# 02_generate_categories

## Notebook 2/4

## Gabriel del Valle
## 10/08/24
## NYC DATA SCIENCE ACADEMY


## The purpose of this project is to create a simplified context to apply content recommendation techniques in an interactive Shiny app.


### Try out the full interactive app! Read the Home page for project details and instructions

https://gabrielxdelvalle.shinyapps.io/algo_gallery/

### Read the full project details on the blog post:

https://nycdatascience.com/blog/student-works/clustering-artworks-by-ai-quantified-visual-qualities-content-recommendation-app/

### For any questions or inquieries about this project please feel free to reach out on Linkedin: 

www.linkedin.com/in/gabriel-del-valle-147616152


## This second notebook is used to apply OpenAI's CLIP image classficaiton tool to generate image scores fore each artwork, and store them in a dataframe along with the art's descriptive inforamtion (such as title, date, etc) and an image link




## Notebook Structure 

### 1. Load CLIP model and processor

### 2. Generate image scores for a set of categories, using function clip_scores( )

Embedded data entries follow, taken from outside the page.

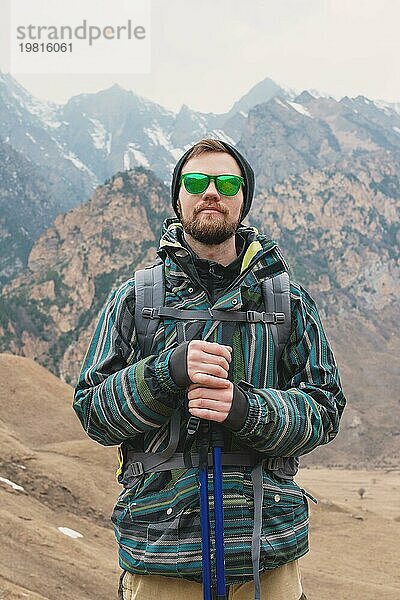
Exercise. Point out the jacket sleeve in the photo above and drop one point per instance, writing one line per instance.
(118, 395)
(305, 411)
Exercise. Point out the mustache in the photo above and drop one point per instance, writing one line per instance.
(220, 209)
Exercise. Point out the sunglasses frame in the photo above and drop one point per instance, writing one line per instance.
(212, 178)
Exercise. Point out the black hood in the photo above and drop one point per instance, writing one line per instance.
(247, 173)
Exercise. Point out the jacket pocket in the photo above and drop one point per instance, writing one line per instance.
(147, 523)
(285, 523)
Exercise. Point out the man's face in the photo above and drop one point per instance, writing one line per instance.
(210, 217)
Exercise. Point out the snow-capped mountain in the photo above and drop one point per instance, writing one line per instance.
(74, 147)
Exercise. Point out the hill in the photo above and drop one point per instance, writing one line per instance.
(63, 479)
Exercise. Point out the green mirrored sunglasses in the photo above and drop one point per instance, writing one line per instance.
(197, 183)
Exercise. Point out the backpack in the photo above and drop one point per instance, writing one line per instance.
(149, 308)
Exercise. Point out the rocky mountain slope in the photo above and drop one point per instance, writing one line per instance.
(72, 148)
(48, 311)
(338, 231)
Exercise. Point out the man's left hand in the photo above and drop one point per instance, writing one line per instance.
(211, 404)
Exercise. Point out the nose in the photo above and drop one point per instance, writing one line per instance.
(211, 191)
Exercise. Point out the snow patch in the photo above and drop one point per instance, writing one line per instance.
(280, 102)
(14, 486)
(30, 137)
(157, 136)
(70, 532)
(100, 136)
(76, 162)
(224, 136)
(300, 109)
(133, 157)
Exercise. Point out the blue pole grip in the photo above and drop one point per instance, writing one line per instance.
(219, 523)
(205, 532)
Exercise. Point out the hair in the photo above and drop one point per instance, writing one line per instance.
(205, 146)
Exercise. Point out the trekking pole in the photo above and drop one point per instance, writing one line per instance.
(217, 441)
(205, 510)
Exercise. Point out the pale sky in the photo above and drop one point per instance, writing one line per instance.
(208, 53)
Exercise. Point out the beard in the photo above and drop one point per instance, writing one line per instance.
(210, 229)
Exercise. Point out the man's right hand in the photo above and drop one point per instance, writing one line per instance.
(208, 363)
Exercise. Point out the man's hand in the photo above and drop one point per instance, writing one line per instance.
(208, 364)
(212, 404)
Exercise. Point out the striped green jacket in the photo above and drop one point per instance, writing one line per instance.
(121, 397)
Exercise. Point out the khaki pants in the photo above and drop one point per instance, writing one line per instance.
(282, 583)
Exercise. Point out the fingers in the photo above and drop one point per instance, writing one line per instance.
(205, 380)
(212, 348)
(207, 358)
(209, 403)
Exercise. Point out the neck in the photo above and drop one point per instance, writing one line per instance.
(223, 254)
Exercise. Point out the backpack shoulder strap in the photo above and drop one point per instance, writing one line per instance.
(276, 293)
(149, 293)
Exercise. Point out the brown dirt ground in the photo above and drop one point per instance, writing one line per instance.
(69, 481)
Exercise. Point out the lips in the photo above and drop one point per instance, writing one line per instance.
(211, 209)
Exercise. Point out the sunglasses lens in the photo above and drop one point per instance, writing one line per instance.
(228, 185)
(195, 183)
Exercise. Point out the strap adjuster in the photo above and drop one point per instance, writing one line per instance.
(279, 317)
(149, 312)
(193, 425)
(136, 468)
(252, 316)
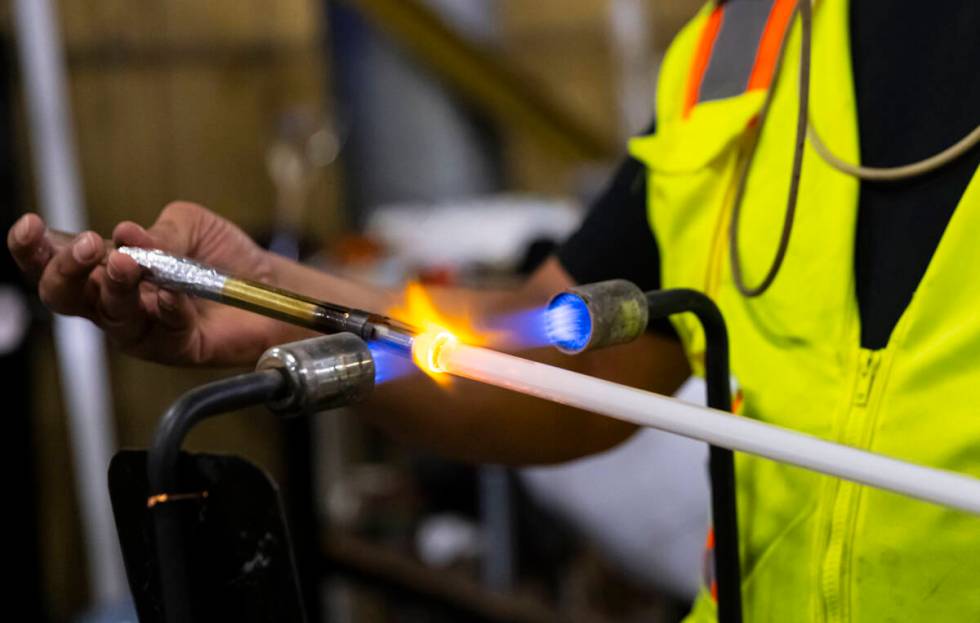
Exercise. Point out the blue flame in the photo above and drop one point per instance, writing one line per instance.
(568, 323)
(390, 362)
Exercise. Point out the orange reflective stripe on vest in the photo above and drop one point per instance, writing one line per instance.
(737, 49)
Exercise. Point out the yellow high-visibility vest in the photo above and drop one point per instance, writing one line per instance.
(815, 548)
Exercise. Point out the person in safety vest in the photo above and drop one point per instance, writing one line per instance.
(813, 169)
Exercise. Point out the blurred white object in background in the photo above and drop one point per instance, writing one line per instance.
(445, 540)
(492, 230)
(645, 502)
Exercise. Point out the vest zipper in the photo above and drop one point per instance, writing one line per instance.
(835, 568)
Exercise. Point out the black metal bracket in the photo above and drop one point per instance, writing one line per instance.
(721, 462)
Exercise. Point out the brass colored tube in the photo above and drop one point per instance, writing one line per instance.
(185, 275)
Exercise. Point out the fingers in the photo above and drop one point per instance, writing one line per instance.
(28, 246)
(120, 310)
(175, 230)
(64, 284)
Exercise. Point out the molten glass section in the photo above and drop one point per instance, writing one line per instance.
(427, 350)
(568, 323)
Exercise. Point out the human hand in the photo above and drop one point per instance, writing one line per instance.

#### clip_scores( ) takes as inputs a list of image paths (to the locally stored image) and a list of categories (type string) and returns a dataframe with each category as a column, each image as a row, and the image scores as values

- This could also be made to work with image links using the io library


### 3. For comparison purposes, generate multiple sets of image scores with different combinations of categories using generate_clips( )

#### generate_clips takes as input a list of image paths, a list of strong categories and a list of weak categories. First it will generate scores for just the strong categories and label the dataframe "benchmark". Then it will generate each combination of a single weak category + all strong categories, and store the data in a dataframe labeled based on the weak quality. 

- the datatype output by generate_clips is a dictionary of dataframes. This can be saved using a pickle file, or one can loop through each dict value and export the individual dataframes as csv

### 4. To add image scores directly to the dataframe containing art details and image paths, generate_clips_gallery( ) takes as inputs a dataframe and a list of categories, and returns a new dataframe with the image scores as new columns


In [1]:
import torch
from transformers import CLIPProcessor, CLIPModel
from transformers import pipeline
from PIL import Image, UnidentifiedImageError
import pandas as pd
import requests
from io import BytesIO

  torch.utils._pytree._register_pytree_node(


## Load the model and processor for CLIP:

- The processor’s job is to prepare the data (image and text inputs) into the format required by the model. This includes resizing, normalizing, and converting images into tensor form and tokenizing the text prompts.

- CLIPProcessor automates several pre-processing steps to ensure consistency with the model’s training, handling aspects like image size normalization and text tokenization.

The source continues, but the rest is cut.